Die Regierung von Präsident Julius Maada Bio hat an mehreren Reformen des Strafrechtssystems gearbeitet, darunter die Aufhebung eines Gesetzes, das häufig zur Unterdrückung der Medien verwendet wird. Im Mai kündigte die Regierung bei einer Überprüfung der Menschenrechtslage in Sierra Leone bei den Vereinten Nationen an, auch die Todesstrafe abzuschaffen.

„Es ist in jeder Hinsicht eine wirklich große Sache, in Sierra Leone und international“, sagte Popoola. “Regional hat es in Afrika einen progressiven Schritt zur Abschaffung der Todesstrafe gegeben.”

Sierra Leone wäre das erste englischsprachige westafrikanische Land, das die Bestrafung abschafft.

Vor einem Jahrzehnt empfahl eine Kommission in Ghana die Abschaffung, aber in den letzten Jahren sind die Bemühungen ins Stocken geraten.

In Nigeria, dem bevölkerungsreichsten Land Afrikas, sitzen mindestens 2.700 Menschen in der Todeszelle – die mit Abstand höchste Zahl auf dem afrikanischen Kontinent.

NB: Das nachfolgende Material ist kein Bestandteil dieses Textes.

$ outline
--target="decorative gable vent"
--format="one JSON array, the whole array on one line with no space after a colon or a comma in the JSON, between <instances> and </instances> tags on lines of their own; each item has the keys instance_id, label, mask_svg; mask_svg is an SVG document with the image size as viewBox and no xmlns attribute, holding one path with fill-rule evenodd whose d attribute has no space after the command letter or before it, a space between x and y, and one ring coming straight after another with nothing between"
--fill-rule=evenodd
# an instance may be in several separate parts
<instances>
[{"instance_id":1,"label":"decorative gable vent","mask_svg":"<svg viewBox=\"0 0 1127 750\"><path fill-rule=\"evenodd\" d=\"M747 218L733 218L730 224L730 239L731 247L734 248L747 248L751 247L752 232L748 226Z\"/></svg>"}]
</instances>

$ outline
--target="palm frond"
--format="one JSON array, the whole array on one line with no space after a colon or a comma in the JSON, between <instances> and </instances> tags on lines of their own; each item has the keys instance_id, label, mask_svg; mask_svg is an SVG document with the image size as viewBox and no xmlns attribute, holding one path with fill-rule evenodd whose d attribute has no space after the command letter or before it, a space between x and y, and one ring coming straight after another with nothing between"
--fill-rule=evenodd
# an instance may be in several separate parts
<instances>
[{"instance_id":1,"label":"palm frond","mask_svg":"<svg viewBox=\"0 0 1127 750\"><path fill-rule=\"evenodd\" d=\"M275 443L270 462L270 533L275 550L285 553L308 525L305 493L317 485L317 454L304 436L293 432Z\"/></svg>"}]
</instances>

Gambia war letztes Jahr auf dem besten Weg, die Todesstrafe abzuschaffen, als eine neue Verfassung entworfen wurde. Aber es wurde vom Parlament abgelehnt. Dennoch habe Gambias Präsident einige bedeutende Schritte unternommen, um von der Todesstrafe wegzukommen, sagte Popoola.

Dies sind alles Länder, die wie Sierra Leone Ende der 1950er und 1960er Jahre unabhängig von Großbritannien wurden – ungefähr zur gleichen Zeit, als diese Kolonialmacht ihre eigenen letzten Hinrichtungen durchführte.

„Die Todesstrafe ist eine koloniale Verhängung, und diese Gesetze wurden vom Vereinigten Königreich geerbt“, sagte Sabrina Mahtani, Mitbegründerin und ehemalige Geschäftsführerin von AdvocAid.